In [90]:
import requests
import pandas as pd
import numpy as np
from ratelimit import limits, RateLimitException, sleep_and_retry
from backoff import on_exception, expo

In [91]:
def searchOA(q):
    
    base = "https://api.openalex.org/"
    obj = "works"
    perpage = "per-page=200"
    cursor = "cursor=*"
    mailto = "mailto=erlanger@mcc-berlin.net"
    
    response = requests.get(f"{base}{obj}?{q}&{perpage}&{cursor}&{mailto}").json()

    df_oa = pd.DataFrame(response["results"])
    #df_meta = pd.DataFrame(response["meta"], index=[0])

    pag = response["meta"]["next_cursor"]
    while pag is not None:
        response = requests.get(f"{base}{obj}?{q}&{perpage}&cursor={pag}&{mailto}").json()
        pag = response["meta"]["next_cursor"]
        df_oa = pd.concat([df_oa,pd.DataFrame(response["results"])], ignore_index=True)
        
    df_oa["doi"] = df_oa["ids"].astype('str').str.extract(r"'doi': \'https:\/\/doi.org\/([^\']+)'")
    df_oa["mag"] = df_oa["ids"].astype('str').str.extract(r"'mag': \'(\d+)'")
    df_oa["lcase_ttl"] = df_oa["title"].str.lower()
    df_oa["data_source"] = "openAlex"
    df_oa["q_params"] = q
    
    print(f"Query Submitted: {q}")
    print(f"OpenAlex Response Size: {len(df_oa.index)} Rows")
    
    return df_oa

In [92]:
# Run Eval Queries #

q1 = "search=\"emission reduction\""
q2 = "search=\"capture and storage\""

df_q1 = searchOA(q1)

#12.04.2022: The API has a lot of difficulty with handling complex queries.
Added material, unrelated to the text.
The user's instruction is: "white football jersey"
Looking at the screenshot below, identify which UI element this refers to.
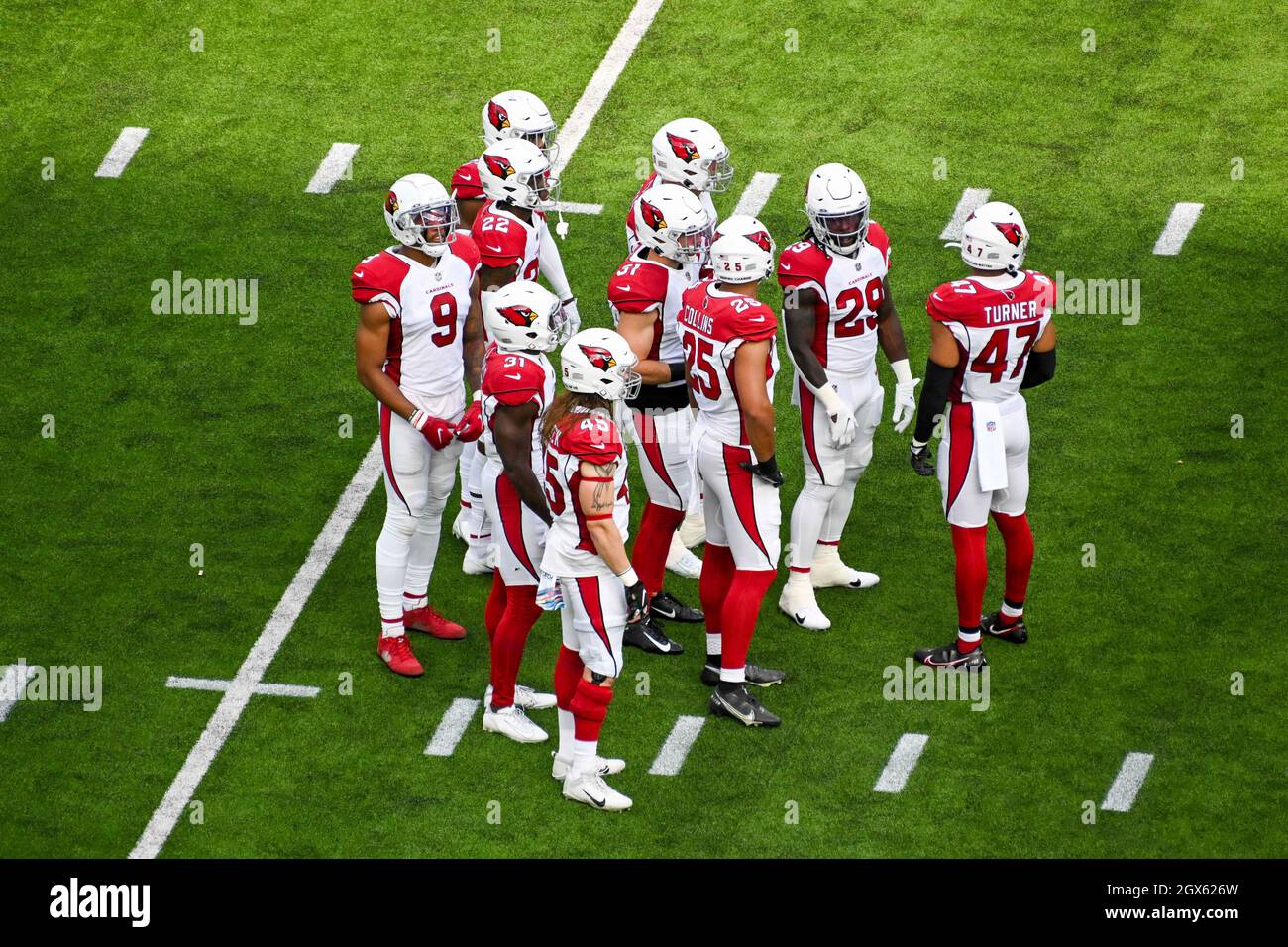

Basic logic is OR only
#You can stack with filters but filters only on title for now, not possible to do abstracts, best course of aciton is through snapshot
#and client-side filtering with e.g. regex

df_q2 = searchOA(q2)

Query Submitted: search="emission reduction"
OpenAlex Response Size: 8065 Rows
Query Submitted: search="capture and storage"
OpenAlex Response Size: 2841 Rows


In [147]:
# Regex Filtering for Complex Query #

# Todo: return to later and fix it so it evaluates all possible columns
# mask = df_q2[["lcase_ttl","display_name"]].apply(lambda x: x.str.match(r"[cC](02|arbon)") & x.str.match(r"[uU](tili.ation|sage)"))

df_q2_fltr = df_q2[df_q2["lcase_ttl"].str.match(r"^(?=.*[cC](02|arbon))(?=.*[uU](tili.ation|sage)).*$")]

In [151]:
# Import Control Groups #

def fix_controls(df):
    df["lcase_ttl"] = df["title"].str.lower().astype(str)
    df["pubyear"] = df["pubyear"].fillna(0).astype(int)
    df["doi"] = df["doi"].astype(str)
    
    return df, df[df["query_appears_in_title"]]

df_ctrl1 = pd.read_csv("../engineEval/wos_dataset/wos_emission_query.csv")
df_ctrl2 = pd.read_csv("../engineEval/wos_dataset/wos_ccs_query.csv")
    
df_ctrl1, df_ctrl1_fltr = fix_controls(df_eval1)
df_ctrl2, df_ctrl2_fltr = fix_controls(df_eval2)

In [152]:
# Titles Only DOI Comparison While I Work on Abstract #

def doi_eval(df1,df2):
    df_results = pd.merge(df1,df2, on=["doi","doi"])
    
    print("==== Start ====")
    print(f"Matches for {df_results['q_params'][0]} Title Only")
    print(f"WoS: {len(df1.index)}")
    print(f"OA: {len(df2.index)}")
    print(f"Simple doi match: {len(df_results.index)} matches")
    print("==== Finish =====")

doi_eval(df_ctrl1_fltr,df_q1)
doi_eval(df_ctrl2_fltr,df_q2_fltr)

==== Start ====
Matches for search="emission reduction" Title Only
WoS: 455
OA: 8065
Simple doi match: 365 matches
==== Finish =====
==== Start ====
Matches for search="capture and storage" Title Only
WoS: 4
OA: 26
Simple doi match: 3 matches
==== Finish =====